Wir konnte nun endlich mit unserem Einkauf beginnen. Zunächst aber stellten wir fest, dass wir froh sein würden, wenn wir endlich in unser friedliches Ghetto zurückgekehrt waren. Dann machten wir uns auf die Suche nach der Sportabteilung, denn wir wollten nach einer Outdoor-Hose und einer warmen Jacke sehen. Tatsächlich fanden wir auch beides, die Hose für den Herrn Lebensabschnittsgefährten und die Jacke für mich. Und das ohne allzu viel anprobieren zu müssen! Ich weiß nicht, wann das zuletzt vorgekommen ist! Danach brauchten wir erst einmal eine kleine Stärkung.

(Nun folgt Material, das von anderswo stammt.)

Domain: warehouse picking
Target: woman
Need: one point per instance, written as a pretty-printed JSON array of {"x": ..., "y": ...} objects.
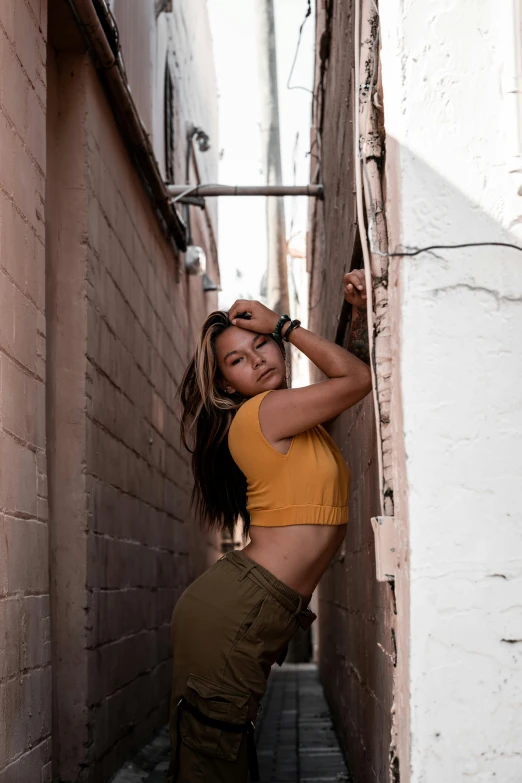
[{"x": 261, "y": 456}]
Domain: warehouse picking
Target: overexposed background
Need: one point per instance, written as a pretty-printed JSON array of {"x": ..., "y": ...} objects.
[{"x": 242, "y": 221}]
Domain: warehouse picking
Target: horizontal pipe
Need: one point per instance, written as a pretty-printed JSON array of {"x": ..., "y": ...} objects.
[{"x": 246, "y": 190}]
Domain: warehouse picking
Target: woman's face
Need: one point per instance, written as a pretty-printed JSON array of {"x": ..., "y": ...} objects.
[{"x": 250, "y": 363}]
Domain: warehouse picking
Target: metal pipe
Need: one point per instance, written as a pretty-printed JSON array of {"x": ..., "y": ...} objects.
[
  {"x": 315, "y": 191},
  {"x": 112, "y": 72}
]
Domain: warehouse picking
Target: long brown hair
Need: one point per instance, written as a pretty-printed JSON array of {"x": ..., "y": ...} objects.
[{"x": 219, "y": 494}]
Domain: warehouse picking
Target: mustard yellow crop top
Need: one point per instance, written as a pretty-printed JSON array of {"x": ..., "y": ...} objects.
[{"x": 309, "y": 485}]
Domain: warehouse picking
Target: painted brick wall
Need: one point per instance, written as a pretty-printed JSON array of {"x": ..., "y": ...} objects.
[
  {"x": 121, "y": 324},
  {"x": 143, "y": 550},
  {"x": 25, "y": 672},
  {"x": 356, "y": 652}
]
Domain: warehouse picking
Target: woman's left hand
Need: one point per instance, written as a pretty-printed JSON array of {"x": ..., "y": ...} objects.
[
  {"x": 261, "y": 319},
  {"x": 355, "y": 288}
]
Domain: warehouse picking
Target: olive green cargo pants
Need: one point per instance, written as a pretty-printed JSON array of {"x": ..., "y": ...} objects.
[{"x": 228, "y": 628}]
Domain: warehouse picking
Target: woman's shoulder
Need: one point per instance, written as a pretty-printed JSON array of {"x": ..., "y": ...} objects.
[
  {"x": 249, "y": 410},
  {"x": 246, "y": 419}
]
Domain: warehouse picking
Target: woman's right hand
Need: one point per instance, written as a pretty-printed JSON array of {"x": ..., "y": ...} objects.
[{"x": 262, "y": 319}]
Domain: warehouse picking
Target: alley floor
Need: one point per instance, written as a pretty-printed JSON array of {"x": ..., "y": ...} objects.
[{"x": 295, "y": 739}]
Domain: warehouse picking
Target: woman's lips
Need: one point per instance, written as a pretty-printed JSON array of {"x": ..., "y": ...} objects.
[{"x": 265, "y": 373}]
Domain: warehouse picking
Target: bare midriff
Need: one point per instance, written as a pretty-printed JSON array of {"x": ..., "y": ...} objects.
[{"x": 297, "y": 555}]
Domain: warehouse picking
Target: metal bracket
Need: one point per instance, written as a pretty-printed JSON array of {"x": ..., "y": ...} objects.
[{"x": 386, "y": 555}]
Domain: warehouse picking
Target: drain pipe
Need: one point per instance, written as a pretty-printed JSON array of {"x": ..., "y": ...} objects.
[{"x": 96, "y": 26}]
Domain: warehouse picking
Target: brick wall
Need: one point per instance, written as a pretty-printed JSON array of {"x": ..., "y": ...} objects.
[
  {"x": 97, "y": 321},
  {"x": 356, "y": 651},
  {"x": 25, "y": 672}
]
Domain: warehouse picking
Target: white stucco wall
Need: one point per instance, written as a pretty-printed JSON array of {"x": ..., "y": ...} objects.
[{"x": 454, "y": 170}]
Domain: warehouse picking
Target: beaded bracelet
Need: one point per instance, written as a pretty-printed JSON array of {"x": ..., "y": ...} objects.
[
  {"x": 293, "y": 325},
  {"x": 277, "y": 331}
]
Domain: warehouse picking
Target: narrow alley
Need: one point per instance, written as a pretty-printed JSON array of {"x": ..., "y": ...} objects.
[
  {"x": 295, "y": 739},
  {"x": 159, "y": 160}
]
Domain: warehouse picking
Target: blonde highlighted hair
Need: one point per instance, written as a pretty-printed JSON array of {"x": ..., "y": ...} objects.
[{"x": 219, "y": 493}]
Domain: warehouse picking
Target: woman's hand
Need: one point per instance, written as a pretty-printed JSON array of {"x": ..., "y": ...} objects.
[
  {"x": 262, "y": 319},
  {"x": 355, "y": 288}
]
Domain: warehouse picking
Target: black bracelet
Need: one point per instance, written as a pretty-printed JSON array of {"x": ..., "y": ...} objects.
[
  {"x": 293, "y": 325},
  {"x": 277, "y": 331}
]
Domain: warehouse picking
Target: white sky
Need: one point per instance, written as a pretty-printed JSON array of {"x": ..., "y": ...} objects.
[{"x": 242, "y": 226}]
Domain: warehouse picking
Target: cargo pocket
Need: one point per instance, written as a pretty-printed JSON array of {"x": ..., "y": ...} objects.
[
  {"x": 220, "y": 703},
  {"x": 251, "y": 620}
]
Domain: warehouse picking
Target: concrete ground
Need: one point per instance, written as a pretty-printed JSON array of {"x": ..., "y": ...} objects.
[{"x": 295, "y": 739}]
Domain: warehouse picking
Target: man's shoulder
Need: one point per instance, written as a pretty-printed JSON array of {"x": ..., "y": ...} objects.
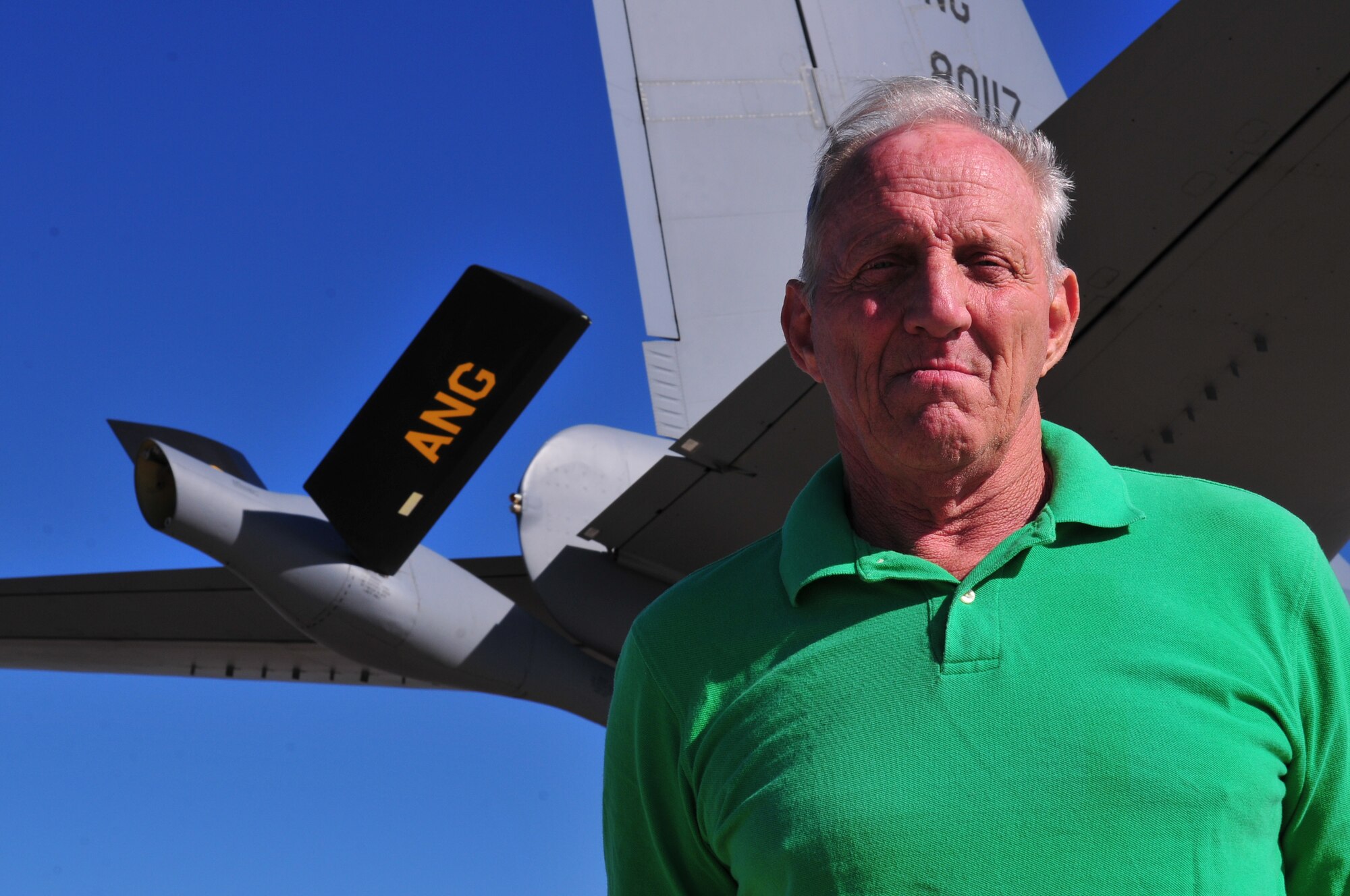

Auch wenn der Seelachs nun nicht gerade der typische Ostsee-Fisch ist, war das Rostocker Panini sehr lecker. Der Herr Lebensabschnittsgefährte aß irgendein kanadisches Durcheinander:
Danach bummelten wir noch ein wenig durch die Stadt. Als wir bei C & A vorbei kamen, wollte ich da auch noch kurz rein, ich brauchte ein paar neue Tops zum Drunterziehen. Außerdem probierte ich noch zwei andere Teile an und konnte es kaum fassen, auch die passten auf Anhieb! Was war denn heute los?! Ich überlegte kurz, auch noch in ein Schuhgeschäft einzukehren, aber dann beschloss ich, mir die gute Laune nicht verderben zu lassen.
Wir gingen noch kurz runter zum Stadthafen, da war ich nämlich auch noch nie. Dort liegen zwei alte Schiffe, ein Schlepper und ein Eisbrecher, die beide einem Verein hier in Rostock gehören, der sich dem Erhalt der Schiffe widmet. Mit dem Schlepper kann man eine Ausfahrt raus auf die Ostsee machen, was uns sehr interessiert. Wir sprachen noch ein wenig mit dem Seemann auf dem Eisbrecher, ließen uns einen Flyer geben, dann fuhren wir nach Hause. Kurz erwogen wir, hierzu die Fähre nach Warnemünde zu nehmen und von dort nach Hause zu fahren, die zu erwartende Wartezeit und der Preis hielten uns aber davon ab. Wir gingen zur Tram und fuhren mit dieser und der S-Bahn wieder heim, raus aus der gefährlichen Stadt.